Demikian tegas Presiden SBY menanggapi Amesty International yang meminta pembebasan ratusan orang yang ditangkap di Papua. Penegasan itu dia sampaikan ketika membuka rapat kabinet paripurna pertama KIB II hasil reshuffle di Kantor Sekretariat Negara, Jl Majapahit, Jakarta, Kamis (27/10/2011).
“Di New York, ratusan orang juga ditangkap karena menutup jalan. Ratusan orang di Inggris juga ditangkap karena tindakan melawan hukum,” ujar SBY memberikan perbandingan.
Presiden menegaskan, sejak awal pemerintahannya pada 7 tahun lalu, pola pendekatan terhadap di Papua telah dievaluasi dan diperbaiki. Tidak lagi menggunakan pendekatan keamanan seperti yang berlaku dalam pemerintahan-pemerintahan sebelumnya, melainkan pendekatan pembangunan peningkatan kesejahteraan warga masyarakat.

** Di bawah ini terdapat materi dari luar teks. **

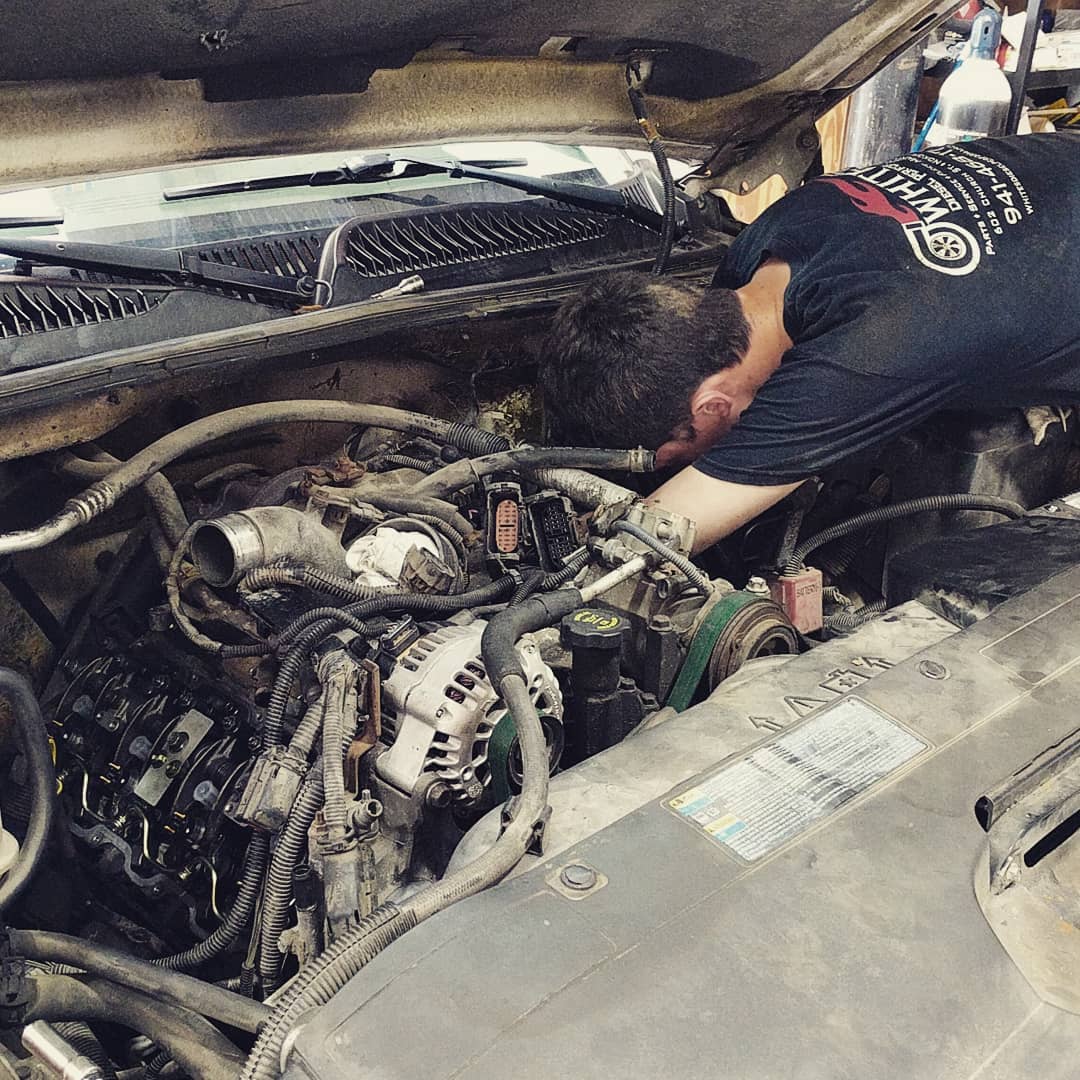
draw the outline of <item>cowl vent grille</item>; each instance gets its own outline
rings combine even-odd
[[[325,234],[277,236],[266,240],[242,240],[199,249],[200,258],[244,270],[258,270],[278,277],[303,277],[315,273]]]
[[[164,294],[100,285],[0,285],[0,338],[45,334],[145,315]]]
[[[345,258],[361,277],[390,277],[597,240],[608,224],[566,211],[442,211],[357,225]]]

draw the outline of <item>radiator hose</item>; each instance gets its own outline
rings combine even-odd
[[[83,1020],[123,1024],[148,1035],[199,1080],[233,1080],[243,1061],[240,1050],[194,1011],[102,979],[81,982],[70,975],[39,975],[27,981],[31,987],[27,1023]]]
[[[126,987],[151,1003],[172,1003],[202,1016],[220,1020],[241,1031],[257,1031],[269,1016],[265,1005],[223,990],[213,983],[182,975],[178,971],[153,964],[119,949],[99,945],[69,934],[47,930],[9,930],[12,952],[28,960],[68,964],[89,975],[96,975],[117,987]],[[50,1019],[50,1017],[42,1017]],[[91,1019],[74,1017],[54,1019]]]
[[[516,645],[522,634],[550,626],[580,603],[581,593],[576,589],[534,596],[500,611],[484,630],[481,641],[484,666],[514,717],[523,762],[521,794],[511,804],[512,816],[503,834],[483,855],[442,881],[400,904],[388,902],[376,908],[354,930],[338,938],[321,956],[302,968],[260,1032],[244,1066],[242,1080],[276,1077],[281,1048],[301,1016],[326,1004],[349,979],[406,931],[458,900],[494,885],[521,861],[535,838],[536,823],[547,808],[549,757]]]
[[[846,521],[831,525],[821,532],[815,533],[809,539],[804,540],[791,553],[784,568],[785,574],[797,574],[806,562],[811,552],[826,544],[839,540],[841,537],[850,536],[861,529],[868,529],[873,525],[883,525],[899,518],[910,517],[912,514],[923,514],[941,510],[984,510],[988,513],[1002,514],[1007,518],[1020,518],[1027,510],[1018,502],[1011,499],[1002,499],[997,495],[975,495],[961,493],[957,495],[925,495],[919,499],[908,499],[905,502],[890,503],[888,506],[876,506],[862,514],[856,514]]]

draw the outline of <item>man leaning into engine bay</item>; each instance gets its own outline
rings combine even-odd
[[[940,409],[1080,401],[1077,280],[1080,135],[981,139],[805,184],[708,287],[596,279],[541,383],[567,439],[689,465],[652,501],[700,550]]]

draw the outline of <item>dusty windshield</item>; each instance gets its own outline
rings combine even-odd
[[[503,171],[572,178],[601,186],[624,180],[651,163],[648,155],[639,151],[538,142],[391,147],[380,153],[392,158],[422,153],[429,158],[458,160],[513,159],[524,164]],[[180,202],[168,202],[164,198],[164,192],[174,188],[334,169],[355,156],[355,152],[337,150],[246,158],[4,192],[0,193],[0,218],[53,217],[63,218],[63,224],[5,228],[0,235],[55,236],[83,242],[173,248],[332,227],[348,218],[380,217],[411,207],[520,198],[519,193],[495,184],[439,175],[334,187],[301,186],[231,193]]]

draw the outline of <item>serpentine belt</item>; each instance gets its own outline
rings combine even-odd
[[[701,620],[701,625],[697,628],[697,633],[694,634],[694,640],[690,643],[686,660],[668,693],[665,702],[668,708],[682,712],[690,704],[705,674],[705,669],[709,666],[713,649],[716,648],[716,643],[728,623],[743,608],[759,603],[760,600],[761,597],[755,593],[731,592],[722,596],[706,612],[705,618]]]

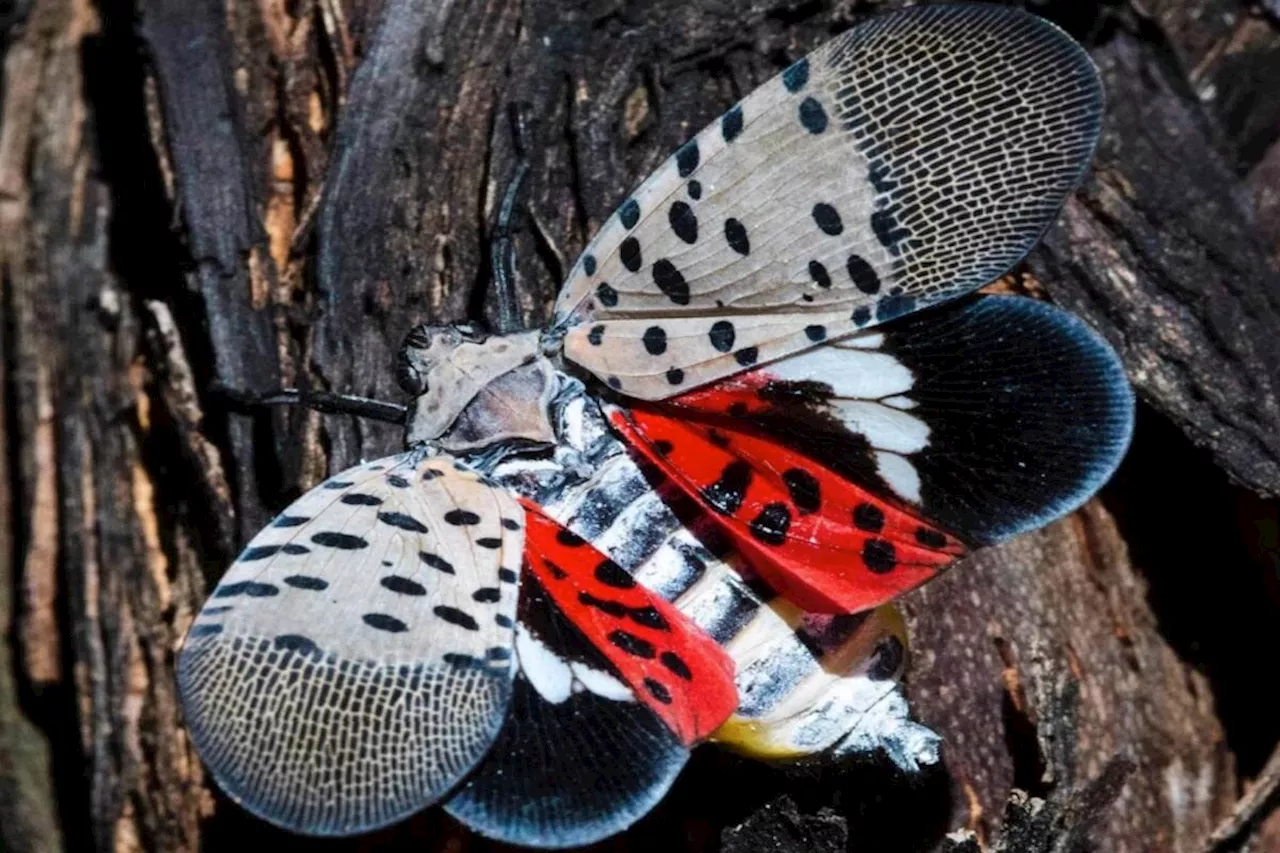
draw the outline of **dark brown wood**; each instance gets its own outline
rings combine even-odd
[[[0,7],[0,845],[313,849],[211,787],[173,652],[264,519],[400,431],[211,389],[401,400],[415,323],[496,319],[512,105],[532,161],[518,289],[541,321],[632,186],[879,5]],[[1233,0],[1036,8],[1089,43],[1110,97],[1098,166],[1021,286],[1125,357],[1129,462],[1102,500],[905,602],[944,766],[704,749],[603,849],[1181,853],[1263,772],[1280,722],[1246,658],[1280,642],[1280,507],[1257,497],[1280,492],[1276,21]],[[1276,837],[1265,807],[1230,843],[1255,831]],[[438,811],[325,846],[383,844],[492,849]]]

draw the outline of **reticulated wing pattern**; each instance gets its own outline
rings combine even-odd
[[[1084,51],[1024,12],[876,17],[623,202],[561,291],[566,356],[663,399],[980,287],[1053,221],[1101,104]]]
[[[365,831],[435,801],[511,695],[524,512],[448,457],[351,468],[259,533],[178,655],[218,783],[289,829]]]

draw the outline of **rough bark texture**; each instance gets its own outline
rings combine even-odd
[[[414,323],[492,319],[512,104],[540,321],[631,186],[881,5],[0,3],[0,848],[313,849],[211,788],[174,648],[264,519],[401,436],[233,413],[217,386],[398,399]],[[1258,696],[1280,644],[1280,25],[1236,0],[1034,8],[1091,48],[1109,107],[1014,286],[1122,353],[1130,458],[906,602],[943,767],[702,750],[604,849],[1280,850]],[[490,849],[436,811],[324,846],[397,845]]]

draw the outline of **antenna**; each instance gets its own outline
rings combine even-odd
[[[254,406],[306,406],[328,415],[355,415],[374,421],[404,425],[409,408],[399,403],[384,403],[354,394],[334,394],[329,391],[299,391],[281,388],[276,391],[254,393],[215,384],[210,390],[240,407]]]
[[[490,260],[493,266],[493,283],[498,296],[498,331],[506,334],[520,330],[520,303],[516,299],[515,243],[511,239],[511,216],[515,211],[516,195],[529,172],[529,151],[525,146],[526,126],[523,104],[508,104],[507,118],[511,123],[512,147],[516,152],[516,169],[502,195],[498,209],[498,221],[493,227],[490,244]]]

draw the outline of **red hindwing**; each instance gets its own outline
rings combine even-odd
[[[745,402],[752,395],[742,390]],[[876,607],[965,552],[954,536],[776,439],[652,408],[614,410],[609,419],[805,610]]]
[[[733,659],[589,542],[521,502],[527,569],[556,606],[681,741],[715,731],[738,707]]]

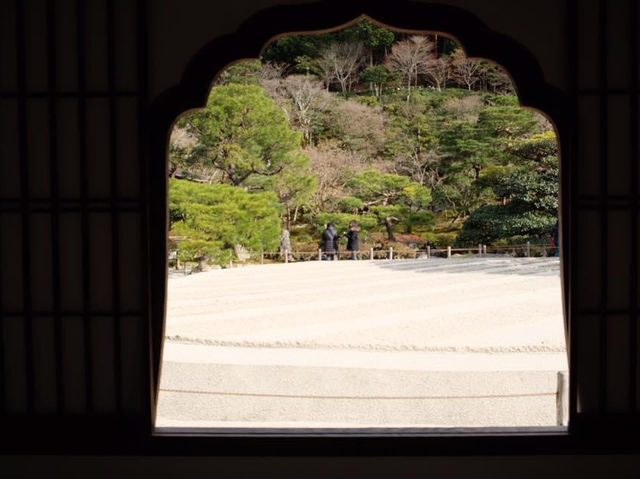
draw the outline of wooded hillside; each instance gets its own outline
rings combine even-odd
[[[170,176],[187,260],[274,249],[283,228],[315,250],[330,221],[356,219],[379,248],[546,243],[557,221],[555,134],[508,76],[447,38],[368,21],[227,68],[177,123]]]

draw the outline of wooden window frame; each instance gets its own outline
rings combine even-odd
[[[569,0],[576,7],[576,0]],[[273,39],[296,34],[315,34],[344,28],[366,17],[394,30],[439,33],[452,37],[468,56],[484,58],[507,70],[516,86],[520,104],[543,113],[554,125],[560,159],[561,277],[567,352],[570,373],[577,362],[571,335],[571,270],[574,262],[574,218],[576,197],[575,95],[549,85],[535,57],[510,37],[490,30],[469,12],[443,5],[416,4],[407,1],[342,2],[274,7],[252,16],[235,33],[205,45],[189,62],[180,84],[166,91],[151,106],[150,127],[150,273],[151,273],[151,398],[148,447],[170,455],[288,455],[288,456],[468,456],[571,454],[584,452],[634,451],[624,434],[611,436],[606,444],[603,431],[622,431],[629,417],[612,423],[577,414],[577,384],[570,374],[569,427],[556,428],[471,428],[471,429],[154,429],[155,407],[159,393],[162,345],[165,326],[167,281],[167,157],[168,138],[177,118],[206,104],[214,78],[228,65],[240,59],[259,57]],[[575,53],[576,19],[569,15],[568,48]],[[575,58],[575,54],[573,55]],[[572,85],[577,85],[577,64],[571,62]],[[574,81],[575,80],[575,81]],[[577,89],[577,87],[576,87]],[[577,91],[577,90],[576,90]],[[616,425],[617,424],[617,425]],[[610,436],[610,435],[609,435]]]

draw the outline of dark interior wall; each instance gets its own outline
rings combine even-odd
[[[232,33],[250,15],[272,5],[305,3],[312,2],[155,2],[149,31],[151,94],[177,84],[188,60],[205,43],[216,36]],[[535,8],[524,7],[528,2],[509,0],[442,0],[432,3],[463,7],[492,30],[516,38],[535,54],[549,83],[567,87],[567,51],[566,48],[557,48],[565,39],[566,1],[540,0],[535,2]],[[335,8],[340,9],[339,3]],[[526,11],[525,15],[523,11]],[[184,28],[185,25],[189,28]]]
[[[162,205],[149,196],[149,171],[159,160],[146,143],[152,120],[147,114],[205,44],[253,13],[287,3],[311,2],[0,2],[3,445],[13,434],[54,441],[55,428],[41,430],[45,421],[67,434],[76,427],[86,432],[82,428],[89,425],[88,440],[102,435],[115,441],[127,431],[135,442],[135,434],[144,432],[153,399],[149,251],[150,244],[164,241],[149,235],[150,212]],[[563,200],[570,202],[571,215],[563,218],[563,228],[573,234],[563,239],[563,254],[571,260],[565,284],[572,373],[581,391],[574,419],[593,419],[598,427],[615,422],[637,444],[630,429],[640,405],[637,2],[439,3],[471,12],[523,45],[545,80],[567,95]],[[104,469],[104,459],[7,461],[11,467],[113,474],[169,474],[184,463],[120,460],[112,463],[115,469]],[[611,468],[625,477],[638,467],[632,457],[590,461],[520,457],[504,464],[556,471],[558,477]],[[220,464],[229,472],[237,464],[249,468],[247,474],[258,463],[290,473],[300,464],[315,464],[316,472],[327,474],[336,464],[380,472],[379,463],[364,459],[350,466],[321,460],[189,462],[193,471]],[[495,458],[395,464],[413,473],[423,465],[443,471],[438,468],[444,464],[452,477],[465,477],[471,468],[512,476]]]

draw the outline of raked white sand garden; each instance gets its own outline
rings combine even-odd
[[[172,275],[159,427],[553,426],[558,258]]]

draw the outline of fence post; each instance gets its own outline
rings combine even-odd
[[[482,256],[482,245],[481,244],[478,245],[478,254],[480,256]]]
[[[322,261],[322,250],[318,248],[318,261]]]
[[[260,251],[260,264],[264,264],[264,251]]]
[[[558,389],[556,392],[556,411],[558,426],[569,424],[569,379],[566,371],[558,371]]]
[[[393,259],[393,246],[389,246],[389,259]]]
[[[527,258],[531,256],[531,243],[527,241]]]
[[[373,261],[373,248],[369,250],[369,259]]]
[[[451,258],[451,246],[447,246],[447,259]]]
[[[431,259],[431,246],[427,245],[427,259]]]
[[[284,264],[287,264],[289,262],[289,250],[285,249],[284,250]]]
[[[487,256],[487,245],[486,244],[482,245],[482,256]]]

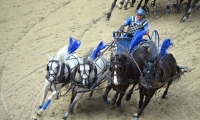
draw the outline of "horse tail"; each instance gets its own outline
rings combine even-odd
[[[176,66],[176,75],[174,80],[179,80],[181,78],[181,75],[183,74],[183,71],[179,66]]]

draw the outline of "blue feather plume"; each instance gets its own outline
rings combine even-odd
[[[146,39],[143,39],[143,35],[145,35],[146,30],[136,30],[132,40],[131,44],[129,46],[129,53],[133,51],[133,48],[137,46],[140,42],[147,41]]]
[[[90,58],[91,58],[92,60],[95,60],[96,57],[98,56],[98,53],[99,53],[102,49],[104,49],[105,47],[107,47],[107,46],[108,46],[108,44],[105,44],[105,45],[104,45],[103,41],[101,41],[101,42],[98,44],[98,46],[94,49],[94,51],[93,51],[92,55],[90,56]]]
[[[70,37],[69,46],[68,46],[68,54],[74,53],[74,51],[77,50],[80,45],[81,45],[81,42]]]
[[[163,41],[162,46],[160,48],[160,56],[164,57],[167,54],[167,49],[173,45],[170,41],[170,38],[167,38]]]

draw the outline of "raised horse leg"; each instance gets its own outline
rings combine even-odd
[[[56,96],[58,96],[58,94],[60,93],[60,90],[61,90],[61,87],[62,87],[62,84],[57,84],[55,87],[52,88],[52,94],[48,97],[48,99],[45,101],[46,99],[46,96],[47,96],[47,93],[50,89],[51,85],[50,83],[46,80],[45,81],[45,86],[44,86],[44,89],[43,89],[43,95],[42,95],[42,100],[39,104],[39,107],[36,111],[36,115],[33,116],[32,120],[37,120],[37,117],[38,116],[41,116],[43,113],[44,113],[44,110],[47,109],[47,107],[49,106],[49,104],[51,103],[52,99],[55,98]]]
[[[180,20],[180,22],[185,22],[187,18],[189,17],[190,13],[192,12],[192,9],[195,7],[196,3],[198,3],[199,0],[194,0],[193,3],[190,5],[190,8],[185,12],[184,16]]]
[[[111,14],[112,14],[112,11],[113,11],[113,8],[115,7],[116,5],[116,2],[117,0],[114,0],[112,5],[111,5],[111,8],[110,8],[110,11],[107,13],[107,16],[106,16],[106,20],[109,21],[110,20],[110,17],[111,17]]]

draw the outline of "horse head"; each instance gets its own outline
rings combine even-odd
[[[154,80],[155,80],[155,77],[156,77],[156,60],[155,59],[148,59],[148,61],[146,62],[145,66],[144,66],[144,69],[142,71],[142,76],[144,78],[144,81],[145,83],[147,84],[151,84]]]
[[[124,51],[120,54],[116,54],[113,58],[111,58],[111,67],[110,71],[112,72],[112,76],[114,77],[114,84],[118,85],[123,81],[127,76],[127,71],[131,64],[130,56],[128,56],[127,51]]]
[[[57,77],[60,75],[60,70],[61,70],[61,66],[62,66],[62,62],[61,59],[58,57],[51,57],[48,56],[49,58],[49,63],[47,64],[47,75],[46,75],[46,79],[49,82],[54,82]]]
[[[75,82],[81,82],[82,86],[88,86],[91,84],[91,76],[94,74],[94,63],[89,58],[83,58],[79,60],[79,64],[76,67]]]

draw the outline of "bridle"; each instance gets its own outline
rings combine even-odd
[[[122,53],[122,54],[123,54],[123,53]],[[113,71],[114,71],[113,77],[116,77],[116,78],[117,78],[117,72],[116,72],[117,70],[116,70],[116,69],[118,69],[117,66],[118,66],[118,65],[122,65],[122,62],[119,61],[119,60],[117,59],[117,57],[119,57],[119,55],[115,55],[114,60],[111,61],[111,67],[113,66],[113,68],[114,68],[114,70],[113,70]],[[126,57],[127,57],[127,56],[126,56]],[[131,56],[130,56],[130,57],[131,57]],[[120,85],[129,85],[129,84],[132,84],[132,83],[135,82],[134,79],[128,79],[128,78],[127,78],[128,69],[129,69],[129,67],[131,67],[131,66],[133,65],[133,63],[134,63],[134,61],[132,61],[130,57],[127,57],[127,58],[129,58],[129,62],[126,64],[125,72],[123,73],[123,75],[122,75],[122,77],[120,78],[120,80],[117,79],[117,81],[118,81],[118,83],[119,83]],[[133,67],[135,67],[135,66],[133,65]],[[136,73],[136,72],[134,72],[134,76],[135,76],[135,73]],[[125,77],[126,77],[126,78],[125,78]],[[113,81],[112,81],[112,82],[113,82]]]
[[[54,70],[52,69],[52,64],[53,64],[53,63],[56,63],[56,64],[58,65],[57,71],[54,71]],[[49,64],[50,64],[50,68],[49,68],[49,66],[48,66]],[[50,77],[53,77],[53,80],[52,80],[52,81],[50,81],[49,79],[47,79],[50,83],[55,82],[55,80],[56,80],[56,78],[57,78],[57,75],[58,75],[58,72],[59,72],[59,69],[60,69],[59,61],[58,61],[58,60],[54,60],[54,57],[53,57],[53,59],[50,60],[49,63],[47,64],[47,72],[48,72],[48,74],[49,74],[49,78],[50,78]],[[50,73],[50,70],[53,71],[53,73]]]

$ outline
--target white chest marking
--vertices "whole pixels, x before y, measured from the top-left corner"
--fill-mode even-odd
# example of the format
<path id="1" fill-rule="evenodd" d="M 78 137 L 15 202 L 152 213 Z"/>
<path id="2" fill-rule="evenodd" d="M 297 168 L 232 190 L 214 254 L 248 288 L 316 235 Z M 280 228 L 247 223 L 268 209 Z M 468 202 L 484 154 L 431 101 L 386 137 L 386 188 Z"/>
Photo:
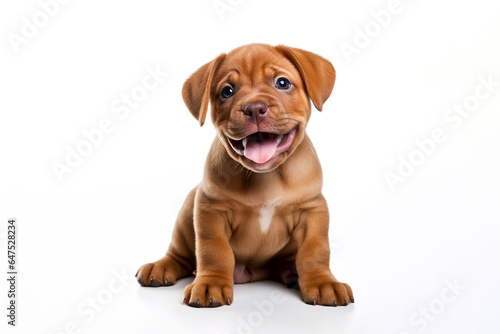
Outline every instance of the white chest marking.
<path id="1" fill-rule="evenodd" d="M 260 209 L 259 224 L 260 224 L 260 230 L 263 233 L 266 233 L 267 230 L 269 229 L 269 226 L 271 226 L 273 215 L 274 215 L 274 206 L 264 206 Z"/>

Wujud dari perubahan pola pendekatan tersebut adalah penerbitan payung hukum pembentukan Majelis Rakyat Papua pada seratus hari pertama pemerintahannya periode 2004-2009. Mulai 2007 hingga sekarang melakukan program percepatan pembangunan di Papua dan Papua Barat yang pelaksanaannya mencakup hingga tingkat desa di dua provinsi tersebut.
“Hingga sekarang pemerintah pusat mengalokasikan anggaran desentralisasi untuk Papua yang nilainya naik signifikan. Banyak lagi yang akan kita lakukan dengan tujuan ketertinggalan bisa segera diatasi. Anggarannya tidak kecil agar Papua dapat kita bangun menuju masa depan lebih baik,” papar SBY.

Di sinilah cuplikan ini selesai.